Eine weitere wirkungsvolle Methode zur Trockenlegung von Kellerwänden ist die Horizontalsperre. Die Sperre bietet sich vor allem bei Wänden mit aufsteigender Feuchtigkeit an. Die exakt platzierte Sperrschicht verhindert, dass sich Wasser über die Kapillarwirkung durch den Baustoff nach oben zieht. Beim Mauersägeverfahren wird das Mauerwerk aufgesägt und ein Dichtungselement eingefügt. Alternativ wird bei der chemischen Horizontalsperre per Injektion ein spezieller Wirkstoff in das Mauerwerk injiziert, der wiederum das Aufsteigen von Feuchtigkeit unterbindet.

Je nach Art und Zustand des Mauerwerks kommen bei der Mauertrockenlegung von Kellern auch geeignete Injektionsverfahren wie die Schleierinjektion zum Einsatz. Dazu wird über Bohrkanäle ein spezielles Gel von innen direkt in das abzudichtende Bauteil injiziert. Diese Maßnahme der Kellersanierung übernimmt ebenfalls ein Fachbetrieb.

Tipp:

Erfahren Sie mehr zu Ursachen und  Maßnahmen bei Feuchtigkeit im Keller in unserem Ratgeber Feuchter Keller.

FAQ – Fragen und Antworten zu Keller trockenlegen

Welche Arbeiten kann ich beim Keller trockenlegen selber übernehmen?
Ist Kondensfeuchte für nasse Wände im Keller verantwortlich, optimieren Sie das Lüftungsverhalten. Lüften Sie Ihren Keller gründlich – im Sommer möglichst nur in den kühlen Stunden am Morgen oder Abend. Kontrollieren Sie die Luftfeuchtigkeit regelmäßig mit einem Hygrometer. Bei einem Wasserschaden beseitigen Sie das Wasser und alle durchfeuchteten Gegenstände und lassen Sie Ihren Keller gut durchtrocknen.

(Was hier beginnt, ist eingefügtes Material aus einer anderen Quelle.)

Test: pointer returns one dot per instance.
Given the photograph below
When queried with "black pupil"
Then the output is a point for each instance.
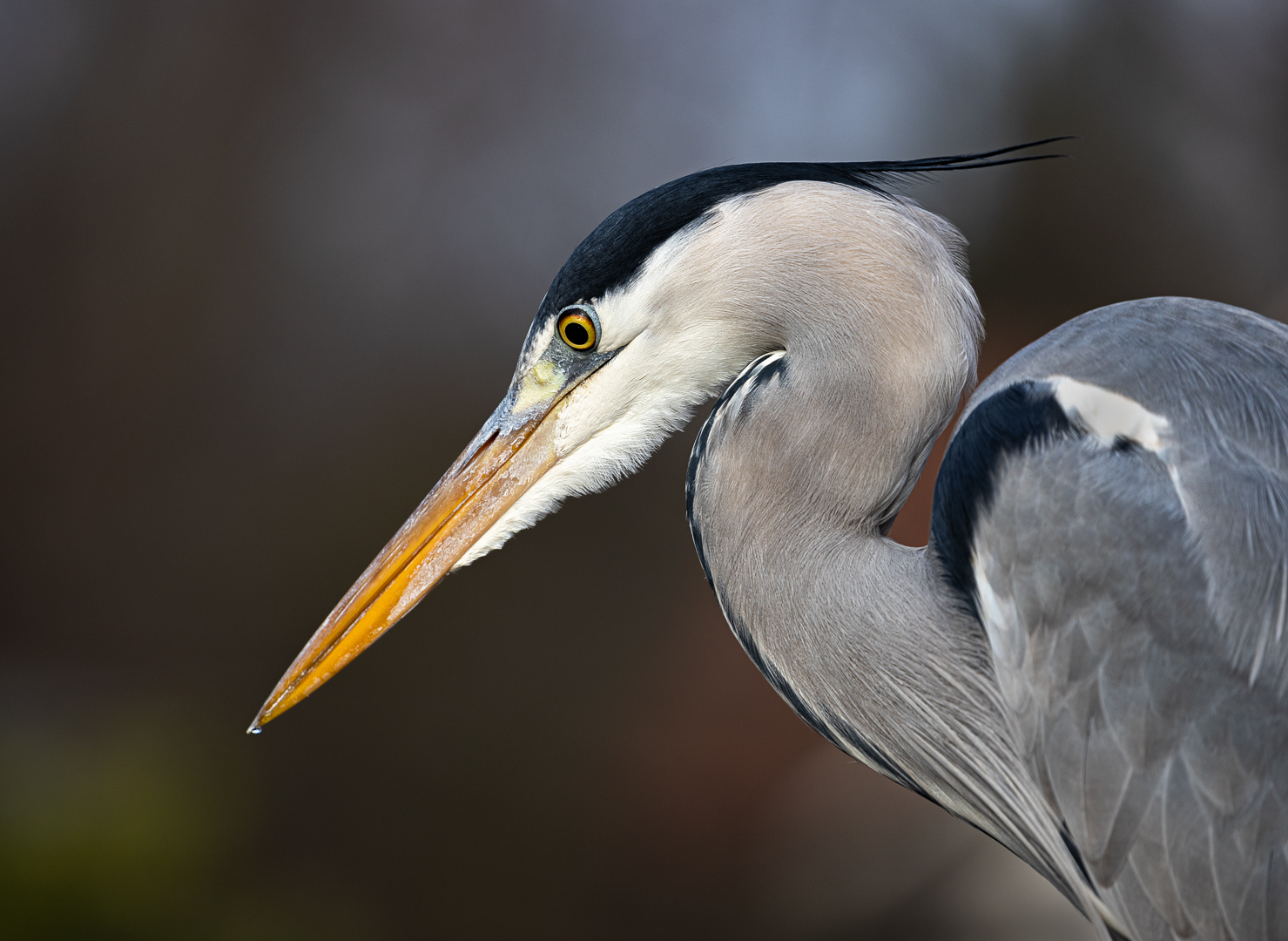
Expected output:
(576, 334)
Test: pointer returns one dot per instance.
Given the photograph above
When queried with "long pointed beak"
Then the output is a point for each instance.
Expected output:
(494, 472)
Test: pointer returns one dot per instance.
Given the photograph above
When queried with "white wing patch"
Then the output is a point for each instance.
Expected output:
(1109, 416)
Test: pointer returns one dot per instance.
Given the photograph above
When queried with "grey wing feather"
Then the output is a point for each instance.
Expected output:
(1135, 607)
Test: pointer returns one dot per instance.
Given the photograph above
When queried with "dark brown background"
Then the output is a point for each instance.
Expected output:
(264, 267)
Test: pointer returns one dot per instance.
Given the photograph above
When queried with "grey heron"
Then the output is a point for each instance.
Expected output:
(1088, 661)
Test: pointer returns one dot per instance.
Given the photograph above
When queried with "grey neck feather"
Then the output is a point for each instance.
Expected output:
(798, 481)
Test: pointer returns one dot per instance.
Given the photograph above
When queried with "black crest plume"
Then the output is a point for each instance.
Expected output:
(610, 255)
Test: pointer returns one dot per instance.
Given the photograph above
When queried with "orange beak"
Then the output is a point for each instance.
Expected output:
(494, 472)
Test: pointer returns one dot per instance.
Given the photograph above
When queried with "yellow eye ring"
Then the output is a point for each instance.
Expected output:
(577, 330)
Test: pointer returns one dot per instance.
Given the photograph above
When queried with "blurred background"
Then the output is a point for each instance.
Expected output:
(266, 267)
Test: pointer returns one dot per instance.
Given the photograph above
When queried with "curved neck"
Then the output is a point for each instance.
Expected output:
(795, 476)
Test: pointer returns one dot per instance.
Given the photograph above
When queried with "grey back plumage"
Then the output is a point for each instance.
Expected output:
(1136, 615)
(1108, 696)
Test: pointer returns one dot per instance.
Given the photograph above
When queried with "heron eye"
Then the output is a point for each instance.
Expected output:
(577, 330)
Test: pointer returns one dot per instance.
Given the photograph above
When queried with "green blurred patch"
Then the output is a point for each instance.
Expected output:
(131, 829)
(108, 833)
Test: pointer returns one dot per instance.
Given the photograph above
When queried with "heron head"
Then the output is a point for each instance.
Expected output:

Ein Bautrockner sorgt für gründliche Trocknung. Anschließend starten Sie gemeinsam mit einem Fachbetrieb mit den Sanierungsmaßnahmen. Hat sich bereits Schimmel gebildet oder sind bauliche Mängel für die Feuchtigkeit im Keller verantwortlich, nehmen Sie unbedingt die Hilfe eines Fachbetriebes in Anspruch.
Was kostet es, einen Keller trockenzulegen?
Die Kosten für das Trockenlegen eines Kellers variieren je nach erforderlichen Maßnahmen sowie Zustand und Größe des Gebäudes. Richtig teuer wird es, wenn Ursachen und Schäden durch zu hohe Luftfeuchtigkeit, feuchte Kellerwände oder Schimmel nicht umgehend behoben. Das Hinauszögern erforderlicher Sanierungsmaßnamen führt gegebenenfalls zu weiteren Schäden an der Bausubstanz, gelagerten Gegenstände und Möbeln sowie zu gesundheitlichen Risiken. Bei Mietobjekten gehen oft Mieteinnahmen verloren und zusätzliche Kosten können entstehen. Mit anderen Worten: Hausbesitzer sollten einen feuchten Keller umgehend von einem ausgewiesenen Fachbetrieb trockenlegen lassen. Die Experten stellen die Ursachen fest, beseitigen diese und entstandene Schäden gezielt, fachgerecht und nachhaltig.